In Kentucky governor race, environment, climate change go unmentioned
In an increasingly contentious Kentucky race for governor, where the two campaigns jab each other on abortion access and transgender rights, the issue of the environment has largely gone unaddressed.
Gov. Andy Beshear, a popular Democrat in a deeply red state, walks a tightrope on the matter. He has acknowledged climate change, but has rarely chosen to broach the touchy subject — or the fossil fuel industry’s role in it — as he looks to win a second term.
He faces Donald Trump-endorsed Daniel Cameron, whose tenure as attorney general has been marked by staunch opposition to what he calls the “radical climate agenda” of the Biden administration.
And in July, Cameron tapped Robby Mills as his running mate, a state senator who pushed legislation to protect coal-fired power plants from retirement and to divest state funds from investment firms using climate-conscious, ESG investment policies.

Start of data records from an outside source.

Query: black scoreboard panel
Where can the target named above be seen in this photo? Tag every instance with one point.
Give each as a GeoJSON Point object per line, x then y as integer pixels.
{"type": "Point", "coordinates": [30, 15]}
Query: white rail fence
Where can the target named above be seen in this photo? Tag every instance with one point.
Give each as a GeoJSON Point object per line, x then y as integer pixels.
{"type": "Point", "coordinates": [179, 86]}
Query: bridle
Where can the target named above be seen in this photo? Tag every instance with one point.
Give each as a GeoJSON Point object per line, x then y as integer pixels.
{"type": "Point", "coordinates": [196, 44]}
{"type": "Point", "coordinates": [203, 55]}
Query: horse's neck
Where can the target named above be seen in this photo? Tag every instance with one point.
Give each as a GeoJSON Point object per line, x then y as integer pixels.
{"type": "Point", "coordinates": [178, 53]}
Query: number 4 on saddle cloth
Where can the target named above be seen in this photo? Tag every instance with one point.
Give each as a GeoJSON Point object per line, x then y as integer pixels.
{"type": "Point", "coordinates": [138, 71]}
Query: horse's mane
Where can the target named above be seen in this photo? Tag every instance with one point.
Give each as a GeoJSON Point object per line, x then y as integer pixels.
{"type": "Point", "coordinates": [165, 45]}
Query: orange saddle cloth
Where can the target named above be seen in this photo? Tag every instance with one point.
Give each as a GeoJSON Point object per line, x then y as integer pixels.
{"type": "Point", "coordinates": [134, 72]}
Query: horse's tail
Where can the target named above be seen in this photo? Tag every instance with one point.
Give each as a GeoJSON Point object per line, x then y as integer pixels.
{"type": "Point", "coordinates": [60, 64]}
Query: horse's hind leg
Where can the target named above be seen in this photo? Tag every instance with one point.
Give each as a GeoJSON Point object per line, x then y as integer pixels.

Experts warn of a rapidly closing window for places like Kentucky to shift away from fossil fuels, which last year made up 93% of the state’s energy portfolio. Without a change, climate projections foresee more of the record-breaking, costly disasters seen in recent years.
“The state knows what extreme weather events can look like,” said Rachel Licker, principal climate scientist for the Union of Concerned Scientists. “It’s really in Kentucky’s best interest to not be on a pathway in which those kinds of events become far more regular.”
Beshear’s balancing act
Leading the state through multiple historic disasters, Beshear’s sanguine presence in times of crisis has grown familiar.
He has stood before the cameras in a windbreaker and wearily counted the roads washed away, the houses torn asunder, or the loved ones gone missing.
He has shaken hands and shared hugs with Kentuckians who’ve lost everything, whether to twisters in the west or floods in the east. The kind of disasters that can cause this caliber of destruction are becoming more likely because of climate change, the world’s top experts say.
Beshear has long advocated for an “all of the above” energy policy, meaning investment in both fossil fuels and renewables, despite calls for rapid decarbonization from climate scientists and environmental advocates.
It’s a policy “America can’t afford,” according to the Environmental Working Group and other advocates of clean energy, who point to the increasing price of coal and ever-cheaper renewables, in addition to the rising costs of climate disasters for communities and infrastructure.
Republicans have harnessed the moderate “all of the above” phrase in campaigns around the country over at least the past decade, said J. Miles Coleman, an associate editor of Sabato’s Crystal Ball at the University of Virginia’s Center for Politics.
In Kentucky, a multi-generational sense of pride in coal mining has endured, even as the industry has continued its decline. The governor’s careful choice of words has helped him dodge framing as the “anti-coal” candidate.
“Beshear has handled the coal issue masterfully,” said Steve Voss, a political science professor at the University of Kentucky specializing in elections and voting behavior.
In publicizing thousands of electric vehicle manufacturing jobs coming to the state, Beshear has used phrases like “jobs of the future,” signaling to voters on the left “that he’s ready to see movement” on energy and climate challenges, Voss said, but “without using the language of the National Democratic Party that comes across as hostile” to the coal industry.
Many of those jobs have come, at least in part, thanks to aggressive federal incentives for electrification, and they’ve come in significant numbers. A battery manufacturing campus coming to Hardin County is slated to create 5,000 jobs — more than the state’s entire existing coal industry.
Voters tend to care more about a general sense of job creation and a growing economy, and less about how those new jobs fit into their political worldview, Voss said. Beshear has touted 21 electric vehicle projects coming to the state since he took office, “representing more than $10.9 billion in investment and the creation of more than 10,372 full-time jobs for Kentuckians.”
“He can embrace clean or renewable energy to some extent,” Coleman said. “He can’t just be seen as outright antagonistic” toward the state’s legacy industry.
But despite the governor’s moderate positions on energy and near-silence on climate change, jabs from his opposition have sought to paint him as a pawn of the Biden administration and a grim reaper for the coal industry.